Avec une production et des exportations en hausse malgré la pression des interdits religieux sur l’abattage, forte d’une compétitivité imbattable, l’Inde est un poids lourd du marché de la viande bovine. Mais malgré un accord de libre-échange en cours de négociation, ses exports sont encore loin de pouvoir accéder au marché européen.

En ce mois de juin, les résultats des élections législatives en Inde et des élections européennes laissent penser que les négociations vont reprendre et s’accélérer pour la mise d’un accord de libre-échange entre les deux zones.

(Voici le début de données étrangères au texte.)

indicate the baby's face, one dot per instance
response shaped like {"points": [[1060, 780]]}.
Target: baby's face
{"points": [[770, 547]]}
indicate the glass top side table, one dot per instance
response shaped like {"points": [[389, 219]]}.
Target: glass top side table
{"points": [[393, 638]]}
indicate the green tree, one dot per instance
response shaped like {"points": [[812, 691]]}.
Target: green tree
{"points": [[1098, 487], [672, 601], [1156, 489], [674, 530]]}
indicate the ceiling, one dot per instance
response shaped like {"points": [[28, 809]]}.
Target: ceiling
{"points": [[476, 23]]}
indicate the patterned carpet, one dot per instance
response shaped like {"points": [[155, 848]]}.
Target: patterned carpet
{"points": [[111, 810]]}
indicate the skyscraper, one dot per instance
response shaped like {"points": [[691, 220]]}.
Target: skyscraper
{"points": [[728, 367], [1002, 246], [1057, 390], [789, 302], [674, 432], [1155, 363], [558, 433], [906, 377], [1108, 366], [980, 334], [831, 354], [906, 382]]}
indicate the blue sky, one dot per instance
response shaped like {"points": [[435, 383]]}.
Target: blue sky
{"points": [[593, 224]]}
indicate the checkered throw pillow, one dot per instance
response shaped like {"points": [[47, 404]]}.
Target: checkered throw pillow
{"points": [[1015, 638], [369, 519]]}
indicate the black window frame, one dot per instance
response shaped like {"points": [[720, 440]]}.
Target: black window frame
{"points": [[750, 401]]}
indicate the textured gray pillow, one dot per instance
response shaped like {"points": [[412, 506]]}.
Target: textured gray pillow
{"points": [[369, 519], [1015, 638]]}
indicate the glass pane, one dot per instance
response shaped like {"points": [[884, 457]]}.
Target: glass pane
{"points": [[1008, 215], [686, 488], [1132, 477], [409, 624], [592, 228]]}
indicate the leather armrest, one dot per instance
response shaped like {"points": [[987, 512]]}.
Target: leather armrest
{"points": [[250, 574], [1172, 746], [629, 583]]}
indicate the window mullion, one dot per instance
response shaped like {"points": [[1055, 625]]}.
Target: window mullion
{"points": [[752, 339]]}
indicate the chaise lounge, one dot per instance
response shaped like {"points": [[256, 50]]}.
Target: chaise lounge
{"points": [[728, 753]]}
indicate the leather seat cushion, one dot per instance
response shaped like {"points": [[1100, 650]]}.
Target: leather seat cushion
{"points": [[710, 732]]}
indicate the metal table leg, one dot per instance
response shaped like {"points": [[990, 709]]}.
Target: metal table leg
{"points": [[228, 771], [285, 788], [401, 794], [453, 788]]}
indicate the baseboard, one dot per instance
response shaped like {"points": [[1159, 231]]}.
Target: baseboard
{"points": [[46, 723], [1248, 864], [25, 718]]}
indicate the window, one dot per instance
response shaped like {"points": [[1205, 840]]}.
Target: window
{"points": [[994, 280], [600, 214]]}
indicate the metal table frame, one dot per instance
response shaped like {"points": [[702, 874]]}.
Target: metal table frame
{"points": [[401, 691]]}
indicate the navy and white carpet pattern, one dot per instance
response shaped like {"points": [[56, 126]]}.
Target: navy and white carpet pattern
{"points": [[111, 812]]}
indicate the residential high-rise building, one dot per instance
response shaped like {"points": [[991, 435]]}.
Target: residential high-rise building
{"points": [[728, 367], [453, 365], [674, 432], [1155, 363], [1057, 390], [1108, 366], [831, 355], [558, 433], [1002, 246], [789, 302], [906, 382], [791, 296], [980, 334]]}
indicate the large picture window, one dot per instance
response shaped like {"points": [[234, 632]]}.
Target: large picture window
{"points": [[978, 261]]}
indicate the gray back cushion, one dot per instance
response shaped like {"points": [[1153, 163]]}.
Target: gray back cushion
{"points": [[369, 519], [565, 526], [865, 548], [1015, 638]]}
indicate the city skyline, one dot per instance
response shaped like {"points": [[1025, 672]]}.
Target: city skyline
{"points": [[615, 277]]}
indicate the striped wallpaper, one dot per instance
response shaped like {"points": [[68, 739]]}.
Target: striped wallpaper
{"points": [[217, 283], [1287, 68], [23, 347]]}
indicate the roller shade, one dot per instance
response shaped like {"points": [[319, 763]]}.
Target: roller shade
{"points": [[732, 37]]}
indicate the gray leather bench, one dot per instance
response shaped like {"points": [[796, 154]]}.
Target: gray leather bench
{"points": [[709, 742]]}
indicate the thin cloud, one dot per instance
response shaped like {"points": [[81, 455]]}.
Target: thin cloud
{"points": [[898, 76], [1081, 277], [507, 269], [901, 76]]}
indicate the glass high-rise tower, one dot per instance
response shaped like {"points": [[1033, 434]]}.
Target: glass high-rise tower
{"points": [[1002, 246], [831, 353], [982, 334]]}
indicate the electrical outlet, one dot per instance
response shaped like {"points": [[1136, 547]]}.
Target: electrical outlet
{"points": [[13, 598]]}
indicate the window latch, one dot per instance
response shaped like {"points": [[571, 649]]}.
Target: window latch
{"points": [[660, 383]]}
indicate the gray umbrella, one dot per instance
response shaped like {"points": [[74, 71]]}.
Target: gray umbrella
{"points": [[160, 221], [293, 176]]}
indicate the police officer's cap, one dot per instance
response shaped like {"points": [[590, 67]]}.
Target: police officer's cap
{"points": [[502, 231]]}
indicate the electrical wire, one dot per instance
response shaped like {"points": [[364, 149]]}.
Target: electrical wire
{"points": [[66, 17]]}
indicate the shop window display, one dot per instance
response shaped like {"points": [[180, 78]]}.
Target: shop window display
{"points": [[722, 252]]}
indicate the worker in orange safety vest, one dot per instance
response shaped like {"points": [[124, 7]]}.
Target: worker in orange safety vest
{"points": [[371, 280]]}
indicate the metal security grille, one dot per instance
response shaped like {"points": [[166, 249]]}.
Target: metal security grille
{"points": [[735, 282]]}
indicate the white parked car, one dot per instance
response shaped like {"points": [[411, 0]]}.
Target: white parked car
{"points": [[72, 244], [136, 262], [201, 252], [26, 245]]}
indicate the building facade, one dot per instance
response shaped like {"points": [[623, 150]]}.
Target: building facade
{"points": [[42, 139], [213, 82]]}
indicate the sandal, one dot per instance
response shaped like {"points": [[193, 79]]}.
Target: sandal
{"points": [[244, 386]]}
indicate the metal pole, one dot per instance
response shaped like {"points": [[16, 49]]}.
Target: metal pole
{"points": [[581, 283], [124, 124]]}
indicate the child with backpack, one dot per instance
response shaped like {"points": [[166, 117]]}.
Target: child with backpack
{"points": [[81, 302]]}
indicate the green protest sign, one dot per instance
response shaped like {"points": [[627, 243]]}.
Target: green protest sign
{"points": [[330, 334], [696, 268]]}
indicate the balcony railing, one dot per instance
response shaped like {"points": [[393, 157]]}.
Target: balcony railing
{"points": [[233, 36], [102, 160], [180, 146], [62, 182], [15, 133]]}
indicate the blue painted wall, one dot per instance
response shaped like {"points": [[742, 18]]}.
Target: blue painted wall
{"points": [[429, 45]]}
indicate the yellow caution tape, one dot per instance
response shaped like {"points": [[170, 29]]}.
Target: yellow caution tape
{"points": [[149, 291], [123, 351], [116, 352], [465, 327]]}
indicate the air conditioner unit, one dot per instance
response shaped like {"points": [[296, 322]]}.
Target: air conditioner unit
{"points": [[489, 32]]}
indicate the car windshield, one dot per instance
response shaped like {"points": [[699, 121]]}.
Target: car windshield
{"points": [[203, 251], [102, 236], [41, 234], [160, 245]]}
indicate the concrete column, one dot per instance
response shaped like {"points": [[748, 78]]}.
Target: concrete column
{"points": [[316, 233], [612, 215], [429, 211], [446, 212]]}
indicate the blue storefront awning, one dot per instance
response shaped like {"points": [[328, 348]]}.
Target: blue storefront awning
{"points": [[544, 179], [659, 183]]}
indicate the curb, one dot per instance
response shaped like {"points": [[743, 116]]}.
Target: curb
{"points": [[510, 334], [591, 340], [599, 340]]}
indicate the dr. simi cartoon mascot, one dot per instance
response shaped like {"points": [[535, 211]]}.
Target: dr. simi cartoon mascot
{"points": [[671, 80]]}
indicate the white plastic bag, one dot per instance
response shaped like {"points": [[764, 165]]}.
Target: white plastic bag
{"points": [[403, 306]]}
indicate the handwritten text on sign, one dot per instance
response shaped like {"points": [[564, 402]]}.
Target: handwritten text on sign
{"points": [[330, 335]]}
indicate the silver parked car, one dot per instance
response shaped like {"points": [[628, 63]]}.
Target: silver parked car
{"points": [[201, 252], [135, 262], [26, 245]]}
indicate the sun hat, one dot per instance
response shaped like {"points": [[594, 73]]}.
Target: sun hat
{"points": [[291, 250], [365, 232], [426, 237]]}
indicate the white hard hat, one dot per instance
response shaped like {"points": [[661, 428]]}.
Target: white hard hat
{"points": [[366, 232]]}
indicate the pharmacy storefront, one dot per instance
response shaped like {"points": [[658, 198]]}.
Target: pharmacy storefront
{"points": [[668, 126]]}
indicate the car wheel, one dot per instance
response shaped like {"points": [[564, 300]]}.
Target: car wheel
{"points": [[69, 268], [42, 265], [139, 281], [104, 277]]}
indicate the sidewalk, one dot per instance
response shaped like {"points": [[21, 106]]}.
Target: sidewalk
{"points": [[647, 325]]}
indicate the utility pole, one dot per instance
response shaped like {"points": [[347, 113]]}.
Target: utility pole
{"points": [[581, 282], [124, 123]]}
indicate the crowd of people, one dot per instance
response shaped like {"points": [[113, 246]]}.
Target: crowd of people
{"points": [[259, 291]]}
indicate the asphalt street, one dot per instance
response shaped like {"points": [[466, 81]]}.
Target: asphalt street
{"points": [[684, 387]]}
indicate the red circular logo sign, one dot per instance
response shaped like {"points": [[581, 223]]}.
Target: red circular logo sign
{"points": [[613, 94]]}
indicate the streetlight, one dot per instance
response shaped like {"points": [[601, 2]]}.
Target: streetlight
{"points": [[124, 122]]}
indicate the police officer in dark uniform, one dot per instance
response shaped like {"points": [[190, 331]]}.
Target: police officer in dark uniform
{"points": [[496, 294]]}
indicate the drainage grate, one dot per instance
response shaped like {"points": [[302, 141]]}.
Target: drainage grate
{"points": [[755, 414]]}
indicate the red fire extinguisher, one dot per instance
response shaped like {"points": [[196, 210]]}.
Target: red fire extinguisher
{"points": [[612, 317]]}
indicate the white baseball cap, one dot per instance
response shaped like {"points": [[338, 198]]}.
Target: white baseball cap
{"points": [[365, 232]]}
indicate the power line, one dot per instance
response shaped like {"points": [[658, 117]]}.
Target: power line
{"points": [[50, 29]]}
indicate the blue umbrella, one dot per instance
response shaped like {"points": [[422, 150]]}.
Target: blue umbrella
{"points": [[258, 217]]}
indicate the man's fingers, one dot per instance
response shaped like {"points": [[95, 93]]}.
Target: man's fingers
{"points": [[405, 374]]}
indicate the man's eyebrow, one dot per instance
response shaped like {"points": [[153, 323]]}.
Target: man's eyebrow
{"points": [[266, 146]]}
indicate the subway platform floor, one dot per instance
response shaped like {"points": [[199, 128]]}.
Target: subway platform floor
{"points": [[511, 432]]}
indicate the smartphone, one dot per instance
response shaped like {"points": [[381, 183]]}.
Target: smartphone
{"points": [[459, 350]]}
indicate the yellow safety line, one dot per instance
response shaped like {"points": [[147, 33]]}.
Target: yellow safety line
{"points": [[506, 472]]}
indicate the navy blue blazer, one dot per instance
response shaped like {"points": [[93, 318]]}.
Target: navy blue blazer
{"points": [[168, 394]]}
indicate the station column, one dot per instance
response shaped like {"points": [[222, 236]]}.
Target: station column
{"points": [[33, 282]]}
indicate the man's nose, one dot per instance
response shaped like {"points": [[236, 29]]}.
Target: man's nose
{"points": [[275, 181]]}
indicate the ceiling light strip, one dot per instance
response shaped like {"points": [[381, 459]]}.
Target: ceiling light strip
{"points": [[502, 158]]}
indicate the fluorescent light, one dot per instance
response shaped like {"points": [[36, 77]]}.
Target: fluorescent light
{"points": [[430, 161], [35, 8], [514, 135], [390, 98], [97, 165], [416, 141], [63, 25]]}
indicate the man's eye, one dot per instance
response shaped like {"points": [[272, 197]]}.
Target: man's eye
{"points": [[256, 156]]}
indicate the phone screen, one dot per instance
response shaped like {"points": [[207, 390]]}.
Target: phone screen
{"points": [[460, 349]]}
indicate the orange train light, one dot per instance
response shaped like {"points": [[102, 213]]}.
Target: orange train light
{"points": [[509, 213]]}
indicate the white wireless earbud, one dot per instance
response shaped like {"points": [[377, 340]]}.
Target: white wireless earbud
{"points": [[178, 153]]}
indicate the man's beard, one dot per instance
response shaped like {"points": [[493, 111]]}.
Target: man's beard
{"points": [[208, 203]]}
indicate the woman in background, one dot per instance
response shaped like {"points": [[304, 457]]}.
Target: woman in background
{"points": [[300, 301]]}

Quel impact possible pour les filières animales ? D’ailleurs, quel est le poids de l’Inde sur le marché de la viande bovine ?

« Production en hausse mais potentiel sous-exploité ». Voilà comment l’économiste Baptiste Buczinski (Institut de l’Élevage) résumait la situation lors d’une journée consacrée aux marchés mondiaux du lait et de la viande, le 10 juin.

L’Inde est un géant de l’élevage bovin : premier cheptel mondial de bovinés (308 millions de têtes), plus gros pays producteur de lait au monde (20 à 25 % de la production mondiale), cinquième producteur de viande bovine (7 à 8 % de la production), troisième exportateur de viande bovine avec 13,5 % des exports.

Plus de la moitié du cheptel bovin indien est composé de zébus (54 %), viennent ensuite les buffles (32 %) puis les croisements entre zébus et races importées d’Europe, Holstein et Jersiaises notamment.

La production de viande bovine augmente, « moins que sur la première moitié des années 2000, mais de 1 à 3 % ces dernières années », et a atteint un record de 4,5 Mtéc en 2023. Une croissance soutenue par la demande en lait : les fermes ne sont pas spécialisées en production de viande, qui est plutôt « un sous-produit du lait ».

Le plus gros du cheptel se trouve dans des exploitations de moins de 0,5 ha, où deux bovins en moyenne fournissent lait, fumier et force de traction. Les fermes privées de plus de cent têtes se développent, « mais ça reste réduit malgré l’implantation de groupes industriels laitiers dans le pays ».

Une forte pression sur la filière d’abattage

La production de viande bovine grimpe donc, malgré une réglementation qui limite les abattages de certains animaux dans certains États indiens, et qui se durcit depuis l’accession au pouvoir des traditionnalistes hindouistes du Bharatiya Janata Party, en 2014.

En 2023, les abattages de zébus femelles étaient ainsi interdits dans l’immense majorité du pays, et les violences perpétrées par les milices de protection des vaches sacrées se multiplient envers les abatteurs et les personnes qui collectent les animaux, souvent de confession musulmane.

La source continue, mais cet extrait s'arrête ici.